New tyre ‘lowest rolling resistance in class’
Continental puts the increased performance offered by the HTR2 down to three new technologies incorporated in the trailer tyre’s design – the tread, the bead/belt construction, and the inner liner.
First, the new stabilizer belt, based on a triangular geometry, stiffens the structure of the HTR2 to minimize the rolling resistance and improve the durability of the carcass. The steel-reinforced bead construction better withstands raw forces acting on the trailer better and ensure secure seating of the tyre on the rim – which itself helps to maintain good rolling resistance.
The HTR2’s tread contains 20 per cent more rubber, resulting in an effective tread depth 17 millimetres. The tyre’s larger contact patch is designed to aid even wear, resulting in the high mileage performance.
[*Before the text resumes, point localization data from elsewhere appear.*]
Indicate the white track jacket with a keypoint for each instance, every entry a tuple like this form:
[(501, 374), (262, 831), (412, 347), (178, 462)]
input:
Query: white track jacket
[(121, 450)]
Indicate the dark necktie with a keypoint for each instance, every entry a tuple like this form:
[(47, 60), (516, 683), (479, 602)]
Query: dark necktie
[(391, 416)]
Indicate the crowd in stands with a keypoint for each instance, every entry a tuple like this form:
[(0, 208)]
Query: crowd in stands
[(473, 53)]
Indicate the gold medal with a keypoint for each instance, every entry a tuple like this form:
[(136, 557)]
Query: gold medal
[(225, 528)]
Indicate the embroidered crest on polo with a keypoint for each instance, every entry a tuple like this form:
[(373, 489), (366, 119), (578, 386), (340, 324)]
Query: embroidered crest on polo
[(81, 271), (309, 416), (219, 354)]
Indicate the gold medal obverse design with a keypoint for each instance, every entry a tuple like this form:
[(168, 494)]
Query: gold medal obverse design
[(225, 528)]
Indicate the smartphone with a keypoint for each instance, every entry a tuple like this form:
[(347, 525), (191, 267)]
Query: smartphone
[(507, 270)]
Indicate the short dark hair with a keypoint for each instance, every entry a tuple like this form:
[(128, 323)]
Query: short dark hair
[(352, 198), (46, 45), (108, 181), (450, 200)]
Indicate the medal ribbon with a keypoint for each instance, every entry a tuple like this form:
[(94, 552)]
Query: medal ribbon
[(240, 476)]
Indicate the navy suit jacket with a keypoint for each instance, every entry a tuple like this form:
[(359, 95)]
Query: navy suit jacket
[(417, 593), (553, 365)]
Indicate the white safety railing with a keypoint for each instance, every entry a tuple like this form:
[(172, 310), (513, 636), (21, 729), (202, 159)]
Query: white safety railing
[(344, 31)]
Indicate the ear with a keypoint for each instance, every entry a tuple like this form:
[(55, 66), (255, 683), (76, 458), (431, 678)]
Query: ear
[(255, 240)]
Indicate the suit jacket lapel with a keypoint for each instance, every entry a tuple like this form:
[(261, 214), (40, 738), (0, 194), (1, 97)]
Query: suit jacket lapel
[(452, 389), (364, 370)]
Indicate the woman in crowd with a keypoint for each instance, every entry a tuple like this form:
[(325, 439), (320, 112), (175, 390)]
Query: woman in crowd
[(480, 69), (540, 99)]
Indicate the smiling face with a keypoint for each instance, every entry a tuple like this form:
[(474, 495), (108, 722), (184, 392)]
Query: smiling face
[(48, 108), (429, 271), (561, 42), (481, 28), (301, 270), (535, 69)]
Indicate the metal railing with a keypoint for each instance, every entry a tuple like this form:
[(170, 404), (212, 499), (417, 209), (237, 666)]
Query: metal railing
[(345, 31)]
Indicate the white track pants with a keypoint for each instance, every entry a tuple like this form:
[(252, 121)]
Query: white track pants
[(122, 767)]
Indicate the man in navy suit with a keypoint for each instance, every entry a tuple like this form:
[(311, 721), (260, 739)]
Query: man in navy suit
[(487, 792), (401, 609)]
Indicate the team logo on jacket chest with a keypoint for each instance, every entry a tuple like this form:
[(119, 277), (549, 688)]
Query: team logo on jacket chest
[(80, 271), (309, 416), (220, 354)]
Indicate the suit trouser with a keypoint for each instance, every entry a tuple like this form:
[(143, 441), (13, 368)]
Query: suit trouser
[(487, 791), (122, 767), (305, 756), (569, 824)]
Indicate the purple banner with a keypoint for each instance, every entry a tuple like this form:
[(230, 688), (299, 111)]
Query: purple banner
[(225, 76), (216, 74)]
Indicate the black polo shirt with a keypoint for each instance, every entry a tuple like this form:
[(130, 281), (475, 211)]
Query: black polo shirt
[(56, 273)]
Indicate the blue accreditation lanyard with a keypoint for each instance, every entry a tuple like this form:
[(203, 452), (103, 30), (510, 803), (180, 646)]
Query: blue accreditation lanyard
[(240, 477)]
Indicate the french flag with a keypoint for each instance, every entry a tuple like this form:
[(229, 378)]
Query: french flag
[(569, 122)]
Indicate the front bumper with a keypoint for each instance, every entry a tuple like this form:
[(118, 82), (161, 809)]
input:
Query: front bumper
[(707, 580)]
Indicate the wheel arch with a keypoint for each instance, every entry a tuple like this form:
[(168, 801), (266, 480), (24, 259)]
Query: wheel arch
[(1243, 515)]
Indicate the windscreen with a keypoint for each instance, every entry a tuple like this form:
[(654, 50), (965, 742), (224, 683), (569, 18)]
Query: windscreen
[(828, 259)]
The HTR2’s patented “Air-Keep” inner liner deserves particular attention at this point. According to the company, an “Air-Keep” inner liner holds tyre pressure at an optimum level for up to 50 per cent longer than standard materials. Fitting the new liner has a beneficial secondary effect too: as less air is able to escape through the tyre, less tyre oxidation occurs, making the tyre significantly less sensitive to the aging process.
Continental truck tyres have a particularly reputation for being low weight products, so with extra rubber and extra steel belting, an even more stringent focus was placed on the new tyre’s weight. The result is that the HDR2 is only 5-6 kilograms heavier than its predecessor, a negative feature company representatives say is cancelled out by the products other strengths such as increased strength, durability and improved rolling resistance performance. On this note Bernd Korte, director of product development and industrialisation, pointed out that the tyre was already lighter than the rest before the ‘second generation’ construction upgrades. Nevertheless, the HDR2 is said to remain amongst the lightest products of its kind.
Finally, at the end of its life, the enhanced construction reportedly increases the tyre’s retreadability, effectively lowering its total costs.
Sale of CV division ‘still an option’
In spite of all the good news – increased sales and market share/new products – coming from Continental, this is all set against a somewhat more cautionary backdrop. A comment made by the Continental AG CFO during the company’s recent corporate conference call indicates the German manufacturer still considers the sale of its truck tyre division as an option for the future. According to Forbes report, Dr. Alan Hippe said: “Should the division be unable to reach the targeted margin, we will have to consider a divestment.” However Dr. Hippe added he doesn’t foresee such a transaction occurring in the short-term.
Conti results released on 29 April state that the Commercial Tire division attained sales of 328.4 million euros during the first quarter of 2008, a decrease of 4.7 per cent on the previous year. Upon releasing the quarter’s figures Executive Board chairman Manfred Wennemer commented, “In the Commercial Tires division, we implemented measures to again significantly improve the margin.” However the unit’s adjusted EBIT margin was 3.8 per cent for the quarter, well below Continental’s adjusted EBIT margin target of 10 per cent for all divisions by 2010.
The previous week Mr. Wennemer also made comments to the effect that the division’s position within Continental was under scrutiny. “We’ve been looking at that division for some years now, and as before, I don’t want to rule out we’re selling off the division,” he said.